DEPLOYING & UPSKILLING

 

Effective talent deployment is another method for minimizing the tech talent shortage. Companies should optimize their existing workforce by taking inventory of available digital talent, and deploying those with tech skills to essential key roles while training them to further advance their competencies.

On upskilling, organizations can organize peer mentoring or coaching sessions, where team members with digital tech skills are able to help hone the desired talents in other employees. It should be noted that mentoring may take considerable time before the skills are adequately learnt and applied, but is one of the least costly ways to upskill the workforce.

 

LEARNING & DEVELOPMENT (L&D)

 

Research found that 83% of workers global-wide want their leaders to provide opportunities to learn new skills whereas more than two-thirds wish their companies would increase the budget for digital skills development. These findings indicate that workers feel their employers are not doing enough to drive the talent growth of the staff.

Enterprises should ensure that their internal training anticipates upcoming shifts in technology, and be aware of the skills needed to meet digital transformation across the board. For instance, Adobe conducts its own skills-growth training for employees, offering intense machine learning training programs to both technical and non-technical staff.

 

  • New Sources Of Talents

 

As mentioned earlier, it’s a global race to attract the best tech talents. In an increasingly shallow pool of talent with industry sharks swiping top IT professionals, firms must seek other sources of talents to progress their digital transformation.

 

MINORITY TALENT GROUPS

 

Salesforce’s President, Miguel Milano, wrote that businesses should tap into underutilized seas of talents, such as minority groups and those without college education. Howard Elias, President of Services and Digital at Dell Technologies, corroborated with Milano’s statement, stating that Dell seeks to hire those who are traditionally underrepresented in tech, which include women, people with autism, and other groups largely excluded from the industry.


 

“Diversifying teams does more than solve a shortage of workers, it also makes good business sense,” Elias mentioned, citing McKinsey’s recent study that discovered companies with higher gender and ethnic diversities are more likely to record better financial returns

 

VARYING EXPERIENCE LEVELS

 

The Wall Street Journal, on the other hand, revealed how older IT professionals are being passed over by employers for much younger talents, despite the shortage of IT workers. The reasons behind the choice range from lack of skills in the artificial intelligence (AI) era to the cost of compensation packages. 

However, the Executive Vice President of Robert Half, John Reed, believed that, “hiring managers can’t afford to overlook any potential talent pool” as companies will lose the advantage of having a team with varying experience levels to tackle different tech issues.

 

GIG ECONOMY

 

Another talent source is the gig economy. The emergence of the gig economy, or contract work, has significantly changed the traditional work dynamics, being dubbed as the ‘future of work’.

Reworked, a digital publication, commented that skills such as AI, natural language processing (NLP) and data engineering would be best filled by gig workers as “organizations are realizing they only need access to this skilled work for a limited time.”

 

START FROM THE TOP

 

Although companies should focus on training their workforce, the C-suites themselves must ensure that their digital skills are up-to-date. At the same time, CEOs and other C-level partners are encouraged to be actively involved in the development of corporate learning

 

  • Chief Learning Officer (CLO)

 

Most organizations have an L&D department tasked with driving effective corporate learning. Oftentimes, though, the training programs either lack analytical data on determining the agenda or lack the adaptive advantage of innovating according to market conditions.

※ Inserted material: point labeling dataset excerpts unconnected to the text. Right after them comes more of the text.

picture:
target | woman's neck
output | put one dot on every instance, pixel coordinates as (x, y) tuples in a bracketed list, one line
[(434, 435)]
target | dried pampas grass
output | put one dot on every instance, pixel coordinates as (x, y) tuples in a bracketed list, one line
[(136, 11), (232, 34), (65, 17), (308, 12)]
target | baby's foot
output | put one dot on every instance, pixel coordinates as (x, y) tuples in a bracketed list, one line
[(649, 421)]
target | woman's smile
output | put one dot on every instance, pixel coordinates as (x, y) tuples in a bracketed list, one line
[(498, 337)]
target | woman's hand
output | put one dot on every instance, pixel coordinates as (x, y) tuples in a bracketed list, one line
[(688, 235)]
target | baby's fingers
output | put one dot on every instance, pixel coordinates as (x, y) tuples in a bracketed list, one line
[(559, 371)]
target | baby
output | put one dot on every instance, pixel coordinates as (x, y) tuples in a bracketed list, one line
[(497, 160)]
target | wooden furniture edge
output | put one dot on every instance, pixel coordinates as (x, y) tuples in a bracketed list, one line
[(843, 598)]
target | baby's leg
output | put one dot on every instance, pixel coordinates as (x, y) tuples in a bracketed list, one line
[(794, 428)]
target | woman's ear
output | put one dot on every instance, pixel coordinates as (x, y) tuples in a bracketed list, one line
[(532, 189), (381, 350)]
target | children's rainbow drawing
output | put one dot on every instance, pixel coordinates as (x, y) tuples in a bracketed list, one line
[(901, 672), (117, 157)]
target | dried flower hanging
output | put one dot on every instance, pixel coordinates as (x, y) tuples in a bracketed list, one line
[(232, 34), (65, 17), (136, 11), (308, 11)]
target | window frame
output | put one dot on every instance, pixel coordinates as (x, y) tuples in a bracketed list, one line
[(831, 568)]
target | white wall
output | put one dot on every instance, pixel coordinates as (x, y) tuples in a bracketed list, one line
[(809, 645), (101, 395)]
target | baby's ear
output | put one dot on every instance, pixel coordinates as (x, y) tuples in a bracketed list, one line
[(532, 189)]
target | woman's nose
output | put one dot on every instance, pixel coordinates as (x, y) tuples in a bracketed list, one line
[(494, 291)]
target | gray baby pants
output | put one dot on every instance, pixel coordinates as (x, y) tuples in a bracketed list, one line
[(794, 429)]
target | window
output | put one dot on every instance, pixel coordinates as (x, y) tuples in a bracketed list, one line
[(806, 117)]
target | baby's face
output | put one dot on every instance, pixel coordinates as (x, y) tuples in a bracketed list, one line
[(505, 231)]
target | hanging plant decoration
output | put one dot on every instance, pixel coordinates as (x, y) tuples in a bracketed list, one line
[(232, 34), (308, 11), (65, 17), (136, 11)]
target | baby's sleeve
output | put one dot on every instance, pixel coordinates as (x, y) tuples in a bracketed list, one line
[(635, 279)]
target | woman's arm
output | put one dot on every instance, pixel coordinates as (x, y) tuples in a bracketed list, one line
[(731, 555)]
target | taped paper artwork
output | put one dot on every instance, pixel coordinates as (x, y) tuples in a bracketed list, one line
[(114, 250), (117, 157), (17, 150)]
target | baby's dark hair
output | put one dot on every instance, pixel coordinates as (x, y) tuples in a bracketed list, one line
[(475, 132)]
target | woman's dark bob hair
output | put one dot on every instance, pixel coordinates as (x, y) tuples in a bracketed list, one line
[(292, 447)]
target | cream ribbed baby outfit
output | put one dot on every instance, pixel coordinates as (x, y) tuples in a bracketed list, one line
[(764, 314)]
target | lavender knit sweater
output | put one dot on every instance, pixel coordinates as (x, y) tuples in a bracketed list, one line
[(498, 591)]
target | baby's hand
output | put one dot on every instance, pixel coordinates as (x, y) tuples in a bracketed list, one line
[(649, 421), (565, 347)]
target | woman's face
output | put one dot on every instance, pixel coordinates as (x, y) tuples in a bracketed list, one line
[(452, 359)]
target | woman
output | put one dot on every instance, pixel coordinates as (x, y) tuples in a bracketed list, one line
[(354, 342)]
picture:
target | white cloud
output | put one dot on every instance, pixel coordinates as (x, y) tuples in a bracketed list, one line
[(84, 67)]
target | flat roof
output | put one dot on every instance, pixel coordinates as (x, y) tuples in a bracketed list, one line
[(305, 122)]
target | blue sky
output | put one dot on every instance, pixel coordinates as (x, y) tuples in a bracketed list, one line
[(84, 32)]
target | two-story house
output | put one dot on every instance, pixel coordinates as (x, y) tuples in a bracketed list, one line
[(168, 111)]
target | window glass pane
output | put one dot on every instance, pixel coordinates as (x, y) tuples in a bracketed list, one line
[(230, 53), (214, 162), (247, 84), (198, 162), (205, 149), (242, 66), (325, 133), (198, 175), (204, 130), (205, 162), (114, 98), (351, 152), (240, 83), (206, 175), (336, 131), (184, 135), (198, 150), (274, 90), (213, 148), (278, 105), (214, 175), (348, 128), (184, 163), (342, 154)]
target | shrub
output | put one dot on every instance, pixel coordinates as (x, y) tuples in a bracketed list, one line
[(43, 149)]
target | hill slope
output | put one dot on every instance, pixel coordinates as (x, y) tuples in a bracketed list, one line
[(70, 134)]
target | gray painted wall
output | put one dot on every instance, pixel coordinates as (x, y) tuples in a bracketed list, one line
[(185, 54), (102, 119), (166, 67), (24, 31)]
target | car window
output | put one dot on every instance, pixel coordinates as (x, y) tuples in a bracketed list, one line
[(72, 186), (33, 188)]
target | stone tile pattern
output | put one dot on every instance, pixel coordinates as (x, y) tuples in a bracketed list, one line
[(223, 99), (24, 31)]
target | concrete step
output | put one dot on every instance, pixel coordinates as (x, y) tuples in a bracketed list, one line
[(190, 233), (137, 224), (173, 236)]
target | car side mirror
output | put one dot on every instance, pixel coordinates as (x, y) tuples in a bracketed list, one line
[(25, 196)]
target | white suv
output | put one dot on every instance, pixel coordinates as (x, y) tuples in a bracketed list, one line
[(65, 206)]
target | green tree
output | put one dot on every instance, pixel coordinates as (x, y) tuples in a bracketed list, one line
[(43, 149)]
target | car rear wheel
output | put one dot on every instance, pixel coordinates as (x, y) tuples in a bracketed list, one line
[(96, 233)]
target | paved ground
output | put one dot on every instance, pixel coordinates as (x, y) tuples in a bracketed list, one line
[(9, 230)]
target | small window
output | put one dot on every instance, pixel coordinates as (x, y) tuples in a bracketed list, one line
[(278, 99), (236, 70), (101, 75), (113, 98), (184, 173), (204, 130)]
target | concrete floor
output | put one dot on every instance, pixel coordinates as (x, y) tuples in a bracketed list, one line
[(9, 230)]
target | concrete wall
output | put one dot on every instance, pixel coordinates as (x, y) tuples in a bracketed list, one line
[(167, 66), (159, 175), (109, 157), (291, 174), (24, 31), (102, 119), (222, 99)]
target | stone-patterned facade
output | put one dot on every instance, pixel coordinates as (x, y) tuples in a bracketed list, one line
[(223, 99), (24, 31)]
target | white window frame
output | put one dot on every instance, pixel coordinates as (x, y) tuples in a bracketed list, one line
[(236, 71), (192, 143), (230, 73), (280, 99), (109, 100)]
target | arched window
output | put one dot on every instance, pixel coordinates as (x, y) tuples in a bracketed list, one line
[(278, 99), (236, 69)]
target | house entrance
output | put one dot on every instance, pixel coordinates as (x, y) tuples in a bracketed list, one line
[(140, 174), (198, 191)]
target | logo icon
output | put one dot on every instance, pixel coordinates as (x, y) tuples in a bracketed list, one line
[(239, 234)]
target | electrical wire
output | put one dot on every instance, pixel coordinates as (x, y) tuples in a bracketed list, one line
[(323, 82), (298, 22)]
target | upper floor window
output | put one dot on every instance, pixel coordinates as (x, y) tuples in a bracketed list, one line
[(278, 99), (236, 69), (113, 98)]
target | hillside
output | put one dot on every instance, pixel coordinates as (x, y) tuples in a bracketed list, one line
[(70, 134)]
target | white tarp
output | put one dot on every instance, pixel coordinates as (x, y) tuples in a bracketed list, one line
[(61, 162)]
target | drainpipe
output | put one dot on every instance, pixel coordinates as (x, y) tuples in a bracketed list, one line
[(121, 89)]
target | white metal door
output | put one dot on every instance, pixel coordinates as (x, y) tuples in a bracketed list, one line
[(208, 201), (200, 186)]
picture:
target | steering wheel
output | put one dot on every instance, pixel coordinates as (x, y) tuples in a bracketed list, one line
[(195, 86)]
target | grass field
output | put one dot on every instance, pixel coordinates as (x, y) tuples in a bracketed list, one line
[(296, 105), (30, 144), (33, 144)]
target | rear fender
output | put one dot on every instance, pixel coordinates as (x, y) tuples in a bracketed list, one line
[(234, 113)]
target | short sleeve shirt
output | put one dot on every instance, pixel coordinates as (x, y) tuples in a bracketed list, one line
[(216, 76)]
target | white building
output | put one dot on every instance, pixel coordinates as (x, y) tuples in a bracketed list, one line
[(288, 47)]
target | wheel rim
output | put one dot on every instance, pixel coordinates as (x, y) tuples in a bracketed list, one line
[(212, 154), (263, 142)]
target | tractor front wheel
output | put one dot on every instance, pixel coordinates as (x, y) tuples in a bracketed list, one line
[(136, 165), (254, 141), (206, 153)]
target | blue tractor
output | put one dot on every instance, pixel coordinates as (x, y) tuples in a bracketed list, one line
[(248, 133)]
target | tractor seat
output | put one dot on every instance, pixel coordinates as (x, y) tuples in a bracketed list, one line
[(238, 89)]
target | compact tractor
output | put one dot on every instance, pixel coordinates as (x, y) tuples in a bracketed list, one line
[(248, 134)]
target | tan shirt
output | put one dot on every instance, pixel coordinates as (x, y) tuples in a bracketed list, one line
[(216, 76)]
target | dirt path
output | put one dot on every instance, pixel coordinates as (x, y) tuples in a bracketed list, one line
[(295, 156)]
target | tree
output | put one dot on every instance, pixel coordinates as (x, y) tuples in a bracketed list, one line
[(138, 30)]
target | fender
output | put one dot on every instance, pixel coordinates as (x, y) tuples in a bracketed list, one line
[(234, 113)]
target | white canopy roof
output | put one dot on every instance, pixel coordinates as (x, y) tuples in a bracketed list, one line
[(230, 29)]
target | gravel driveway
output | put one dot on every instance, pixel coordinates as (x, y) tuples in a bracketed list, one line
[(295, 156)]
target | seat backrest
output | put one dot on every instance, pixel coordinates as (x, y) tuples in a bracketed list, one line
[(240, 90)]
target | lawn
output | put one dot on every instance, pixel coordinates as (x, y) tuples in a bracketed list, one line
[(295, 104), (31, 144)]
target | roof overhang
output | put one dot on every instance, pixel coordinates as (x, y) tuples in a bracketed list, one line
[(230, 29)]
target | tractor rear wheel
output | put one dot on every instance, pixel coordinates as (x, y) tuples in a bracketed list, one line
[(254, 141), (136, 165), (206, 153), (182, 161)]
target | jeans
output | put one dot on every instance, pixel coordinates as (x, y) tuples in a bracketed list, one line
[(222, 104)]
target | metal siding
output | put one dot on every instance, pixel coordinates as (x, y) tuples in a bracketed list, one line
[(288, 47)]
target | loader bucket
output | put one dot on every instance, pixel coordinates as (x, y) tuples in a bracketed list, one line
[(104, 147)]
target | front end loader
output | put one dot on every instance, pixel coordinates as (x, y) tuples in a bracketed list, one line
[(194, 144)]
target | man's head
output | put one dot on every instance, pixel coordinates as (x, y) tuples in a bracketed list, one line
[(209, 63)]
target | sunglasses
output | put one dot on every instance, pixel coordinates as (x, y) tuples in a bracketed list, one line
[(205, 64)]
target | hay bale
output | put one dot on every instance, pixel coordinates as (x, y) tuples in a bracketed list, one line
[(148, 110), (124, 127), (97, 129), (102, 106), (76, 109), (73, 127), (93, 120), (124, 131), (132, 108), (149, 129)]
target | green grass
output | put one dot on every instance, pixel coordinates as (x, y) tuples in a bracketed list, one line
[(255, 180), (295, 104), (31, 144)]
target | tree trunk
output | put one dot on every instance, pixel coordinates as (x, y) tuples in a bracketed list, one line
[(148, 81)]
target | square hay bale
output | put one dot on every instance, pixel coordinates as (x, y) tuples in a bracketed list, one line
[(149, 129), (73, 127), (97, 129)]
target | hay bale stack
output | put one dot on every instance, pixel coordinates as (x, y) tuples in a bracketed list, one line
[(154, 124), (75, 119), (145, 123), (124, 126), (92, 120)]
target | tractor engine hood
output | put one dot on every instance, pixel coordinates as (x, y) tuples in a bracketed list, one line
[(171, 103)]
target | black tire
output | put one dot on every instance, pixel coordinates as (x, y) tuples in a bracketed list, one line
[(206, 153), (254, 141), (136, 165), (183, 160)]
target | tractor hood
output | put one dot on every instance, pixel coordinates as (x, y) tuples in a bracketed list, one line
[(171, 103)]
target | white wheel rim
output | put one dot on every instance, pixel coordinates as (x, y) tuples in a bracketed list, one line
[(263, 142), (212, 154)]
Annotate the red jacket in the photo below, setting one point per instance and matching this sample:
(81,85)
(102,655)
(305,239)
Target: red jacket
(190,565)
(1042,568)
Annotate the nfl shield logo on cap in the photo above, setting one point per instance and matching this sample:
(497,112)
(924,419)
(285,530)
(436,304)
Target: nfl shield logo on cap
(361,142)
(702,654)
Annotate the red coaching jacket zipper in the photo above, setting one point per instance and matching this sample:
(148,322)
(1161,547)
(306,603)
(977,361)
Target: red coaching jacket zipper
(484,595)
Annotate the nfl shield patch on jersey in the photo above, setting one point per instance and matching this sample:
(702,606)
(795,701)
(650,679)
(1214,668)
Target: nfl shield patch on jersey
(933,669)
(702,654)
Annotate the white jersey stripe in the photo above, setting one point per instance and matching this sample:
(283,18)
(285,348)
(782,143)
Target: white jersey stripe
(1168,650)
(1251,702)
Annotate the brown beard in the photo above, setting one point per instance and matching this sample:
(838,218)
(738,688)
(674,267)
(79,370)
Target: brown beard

This is why it’s vital for CEOs to make learning a C-suite priority by designating a Chief Learning Officer (CLO) to head the L&D function. Industry giants such as General Electric and Merck, for instance, appoint CLOs to oversee the ‘corporate learnscape’, utilizing data, science and other relevant learning in the workflow.

 

  • C-Suite Upskilling

 

Upskilling shouldn’t be limited to employees. Top executives should also scrutinize their C-suite tech skills inventory, and seek to improve their knowledge and experience in high technologies for greater chances of successful growth.

With the digital revolution strongly underway, the C-levels must have an intimate understanding of digital innovations and how they impact the organizations. Unfortunately, not all leaders comprehend technologies, as seen in the case of cloud transformation, which can cause misaligned goals and stalled projects.

 

  • Change of C-Level Mindset

 

Change is ever consistent, and leaders who are unwilling to embrace the technology-driven future of business risk falling behind their competitors, especially in the current time of remote working and digital business.

According to Management Events’ Executive Trend Survey, respondents stated that lack of experimentation and organizational support are top internal challenges when adopting new technologies in their companies, showing that some leaders are deeply rooted in the ‘legacy mindset’.

Before analyzing and closing the skills gap among the workforce, C-suites must ask themselves, “Are they equipped with the digital abilities and mindset to tackle the demands of the new economy?”

 

IN CONCLUSION

 

Many leaders may be ill-prepared to manage the tech skills gap, but that is why the whole executive team must come together to tackle the IT talent gap in today’s digital world – from HR leaders morphing into digital change agents able to drive talent strategies to respective C-levels analyzing missing skills and developing an integrated learning ecosystem.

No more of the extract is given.